ここでは、実務でも頻繁に使われる応用テクニックを 初心者の方でも自然に理解できるように、例題を交えて丁寧に解説していきます。
配列応用の全体像
配列を応用すると、次のような処理が簡単に書けるようになります。
合計・最大値・最小値・平均値の計算を効率化できる 検索(特定の値を探す)処理が書ける 並び替え(ソート)ができる 複数の配列を組み合わせて処理できる 多次元配列で表形式のデータを扱える
Day6 後半では「合計・最大値・最小値・平均値」を扱いましたが、 ここではさらに一歩進んだ応用を紹介します。
配列の検索(値を探す)
特定の値が配列に存在するか調べる
例えば、点数の中に 90 があるかどうかを調べたい場合です。
int[] scores = { 80, 75, 90, 60, 88 };
bool found = false;
for (int i = 0; i < scores.Length; i++)
{
if (scores[i] == 90)
{
found = true;
break;
}
}
Console.WriteLine(found ? "90が見つかりました" : "90はありません");
C#ここで深掘りしたいポイントは、 見つかった瞬間に break でループを終了する というテクニックです。

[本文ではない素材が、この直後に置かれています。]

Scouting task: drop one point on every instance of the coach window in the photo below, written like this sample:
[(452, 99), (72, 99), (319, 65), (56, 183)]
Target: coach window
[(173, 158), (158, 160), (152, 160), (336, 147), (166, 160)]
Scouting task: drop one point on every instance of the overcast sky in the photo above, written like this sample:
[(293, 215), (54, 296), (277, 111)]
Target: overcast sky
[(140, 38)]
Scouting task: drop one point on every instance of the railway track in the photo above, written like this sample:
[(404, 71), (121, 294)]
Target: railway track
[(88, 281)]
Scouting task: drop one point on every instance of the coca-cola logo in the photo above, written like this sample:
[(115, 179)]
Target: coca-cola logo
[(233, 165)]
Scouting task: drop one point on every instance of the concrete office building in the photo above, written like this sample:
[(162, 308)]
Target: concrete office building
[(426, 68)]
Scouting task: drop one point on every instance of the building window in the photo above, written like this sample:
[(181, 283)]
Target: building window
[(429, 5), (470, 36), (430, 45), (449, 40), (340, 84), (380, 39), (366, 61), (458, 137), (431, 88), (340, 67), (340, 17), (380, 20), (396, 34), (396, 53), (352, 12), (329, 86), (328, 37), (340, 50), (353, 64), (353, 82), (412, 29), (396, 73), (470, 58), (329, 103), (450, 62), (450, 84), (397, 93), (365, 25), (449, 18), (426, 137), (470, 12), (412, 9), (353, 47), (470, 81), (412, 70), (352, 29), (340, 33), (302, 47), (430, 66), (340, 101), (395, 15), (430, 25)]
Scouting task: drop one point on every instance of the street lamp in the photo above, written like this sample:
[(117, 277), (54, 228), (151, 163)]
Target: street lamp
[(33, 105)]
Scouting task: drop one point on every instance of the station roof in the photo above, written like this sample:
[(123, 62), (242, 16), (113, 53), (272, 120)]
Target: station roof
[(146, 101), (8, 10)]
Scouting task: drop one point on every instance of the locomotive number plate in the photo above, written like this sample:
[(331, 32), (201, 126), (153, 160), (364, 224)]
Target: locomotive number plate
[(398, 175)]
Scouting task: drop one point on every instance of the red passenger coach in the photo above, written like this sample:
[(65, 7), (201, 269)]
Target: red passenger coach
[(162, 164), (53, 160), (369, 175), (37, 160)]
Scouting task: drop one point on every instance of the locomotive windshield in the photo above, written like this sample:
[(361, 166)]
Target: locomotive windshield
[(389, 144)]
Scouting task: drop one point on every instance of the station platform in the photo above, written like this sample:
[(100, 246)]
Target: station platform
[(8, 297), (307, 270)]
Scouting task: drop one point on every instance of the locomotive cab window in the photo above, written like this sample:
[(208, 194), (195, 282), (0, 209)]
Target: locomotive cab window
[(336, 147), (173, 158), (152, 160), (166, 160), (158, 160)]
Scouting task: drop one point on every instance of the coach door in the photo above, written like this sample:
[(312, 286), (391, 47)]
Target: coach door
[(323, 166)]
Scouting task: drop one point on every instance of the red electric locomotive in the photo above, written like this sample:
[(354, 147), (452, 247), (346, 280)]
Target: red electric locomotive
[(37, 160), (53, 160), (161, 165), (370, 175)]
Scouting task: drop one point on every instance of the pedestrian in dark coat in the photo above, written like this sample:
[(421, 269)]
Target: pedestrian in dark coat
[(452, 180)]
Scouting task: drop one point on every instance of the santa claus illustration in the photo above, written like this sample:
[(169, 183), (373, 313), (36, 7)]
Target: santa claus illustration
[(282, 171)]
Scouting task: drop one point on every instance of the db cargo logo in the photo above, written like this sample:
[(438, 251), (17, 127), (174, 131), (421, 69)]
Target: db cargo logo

無駄なループを回さないため、処理が効率的になります。
配列のソート(並び替え)
小さい順に並び替える(昇順)
C# には便利なメソッドがあります。
int[] scores = { 80, 75, 90, 60, 88 };
Array.Sort(scores);
foreach (int s in scores)
{
Console.WriteLine(s);
}
C#結果は次のようになります。
60
75
80
88
90
大きい順に並び替える(降順)
Array.Sort(scores);
Array.Reverse(scores);
C#ここで深掘りしたいポイントは、 Sort → Reverse の組み合わせで降順が作れる という点です。
配列のコピー(複製)
配列をそのまま別の配列にコピーする
int[] scores = { 80, 75, 90 };
int[] copy = new int[scores.Length];
Array.Copy(scores, copy, scores.Length);
C#copy は scores と同じ内容になります。
ここで重要なのは、 copy と scores は別の配列である という点です。
片方を変更しても、もう片方には影響しません。
配列の合体(結合)
2つの配列を1つにまとめる
int[] a = { 1, 2, 3 };
int[] b = { 4, 5, 6 };
int[] result = new int[a.Length + b.Length];
Array.Copy(a, result, a.Length);
Array.Copy(b, 0, result, a.Length, b.Length);
foreach (int n in result)
{
Console.WriteLine(n);
}
C#結果は次のようになります。
1 2 3 4 5 6
ここで深掘りしたいポイントは、 コピー先の添字をずらすことで配列を結合できる という点です。
多次元配列の応用(表の計算)
行ごとの合計を求める
int[,] table = {
{ 1, 2, 3 },
{ 4, 5, 6 }
};
for (int i = 0; i < 2; i++)
{
int total = 0;
for (int j = 0; j < 3; j++)
{
total += table[i, j];
}
Console.WriteLine("行 " + i + " の合計: " + total);
}
C#結果は次のようになります。
行0 の合計: 6
行1 の合計: 15
ここで深掘りしたいポイントは、 多次元配列は「行 × 列」の構造をループで表現する という点です。
配列応用のまとめ
Day6 応用編では、配列を使った高度な処理を学びました。
配列の検索 配列のソート 配列のコピー 配列の結合 多次元配列の応用
これらを理解すると、 現実のデータ処理をプログラムに落とし込む力が一気に高まります。